Diabetes Mellitus PP

What are the four places that glucose is stored?

-liver
-muscle
-fat tissue
-cells

What happens when insulin helps glucose to move into liver and store it as glycogen?

glycogen breakdown is inhibited

What happens when insulin helps glucose move into the muscle and store it as glycogen?

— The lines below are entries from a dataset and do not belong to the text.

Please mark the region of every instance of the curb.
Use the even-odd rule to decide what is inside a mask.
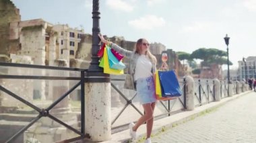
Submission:
[[[190,120],[194,120],[197,117],[205,115],[207,113],[211,112],[215,109],[224,105],[225,103],[238,99],[241,97],[247,95],[253,92],[251,91],[245,91],[238,95],[234,95],[232,97],[228,97],[222,99],[220,101],[214,101],[208,104],[199,106],[192,111],[184,111],[179,113],[172,115],[171,116],[155,120],[152,136],[156,136],[161,132],[164,132],[168,129],[174,128],[179,124],[185,123]],[[145,140],[146,132],[145,124],[141,126],[137,131],[137,138],[135,142],[131,141],[129,137],[129,130],[122,131],[112,135],[112,139],[108,141],[102,142],[104,143],[108,142],[141,142]]]

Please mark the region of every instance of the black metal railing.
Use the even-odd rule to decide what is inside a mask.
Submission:
[[[28,125],[23,127],[20,130],[19,130],[16,134],[13,134],[11,138],[5,141],[5,142],[12,142],[19,135],[24,132],[30,127],[31,127],[34,123],[36,123],[38,120],[42,117],[48,117],[50,119],[57,122],[57,123],[63,125],[67,128],[72,130],[75,133],[77,134],[81,137],[84,137],[85,136],[85,112],[84,112],[84,82],[85,82],[85,73],[86,69],[80,68],[65,68],[65,67],[56,67],[56,66],[40,66],[40,65],[32,65],[32,64],[15,64],[15,63],[6,63],[0,62],[1,66],[6,67],[16,67],[16,68],[37,68],[43,70],[68,70],[68,71],[75,71],[79,72],[79,77],[55,77],[55,76],[32,76],[32,75],[9,75],[1,73],[0,75],[0,79],[40,79],[40,80],[74,80],[78,81],[78,82],[72,87],[71,87],[66,93],[60,96],[56,101],[54,101],[48,107],[46,108],[40,108],[31,102],[26,100],[24,98],[21,97],[18,95],[9,91],[8,89],[0,85],[0,90],[5,92],[7,95],[14,97],[20,102],[26,104],[28,107],[36,110],[38,115],[32,120]],[[69,95],[74,89],[77,87],[81,86],[81,130],[77,130],[77,129],[67,125],[63,121],[59,120],[53,115],[50,111],[59,103],[60,103],[64,98]]]

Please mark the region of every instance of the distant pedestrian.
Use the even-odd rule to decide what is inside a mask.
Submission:
[[[253,79],[248,79],[248,85],[250,90],[253,90]]]
[[[135,124],[129,124],[130,135],[133,140],[136,138],[137,128],[146,122],[147,136],[146,143],[151,143],[150,136],[153,127],[153,113],[156,105],[155,88],[153,75],[156,70],[156,58],[150,51],[150,44],[143,38],[139,39],[135,44],[134,51],[129,51],[118,45],[108,42],[102,36],[98,35],[101,42],[110,45],[120,54],[129,59],[128,74],[131,75],[133,83],[136,83],[137,95],[139,102],[142,104],[145,113]]]
[[[253,89],[254,89],[254,91],[256,91],[256,80],[254,79],[253,81]]]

protein breakdown is inhibited

What happens when insulin helps glucose move into adipose tissue and stores it as fatty acids and triglycerides?

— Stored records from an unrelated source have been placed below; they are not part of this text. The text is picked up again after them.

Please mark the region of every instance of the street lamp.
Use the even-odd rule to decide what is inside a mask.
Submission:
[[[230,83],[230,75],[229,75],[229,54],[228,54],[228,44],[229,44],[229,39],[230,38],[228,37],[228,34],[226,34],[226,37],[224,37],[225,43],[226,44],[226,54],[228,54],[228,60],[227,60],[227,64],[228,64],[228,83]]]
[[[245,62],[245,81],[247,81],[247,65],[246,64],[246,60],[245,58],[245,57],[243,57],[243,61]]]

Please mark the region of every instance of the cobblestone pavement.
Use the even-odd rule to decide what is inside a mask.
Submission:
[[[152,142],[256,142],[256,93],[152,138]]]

breakdown of fat is inhibited

What happens when it helps amino acids move into cells?

breakdown of protein is inhibited

Storage of glucose in the liver as glycogen is called?

glycogenesis

Describe glycogenolysis

pathway by which glycogen is converted to glucose

Describe gluconeogenesis

synthesis of new glucose fron non-carbogydrates (amino acids and fat)

What happens when not enough insulin is produced?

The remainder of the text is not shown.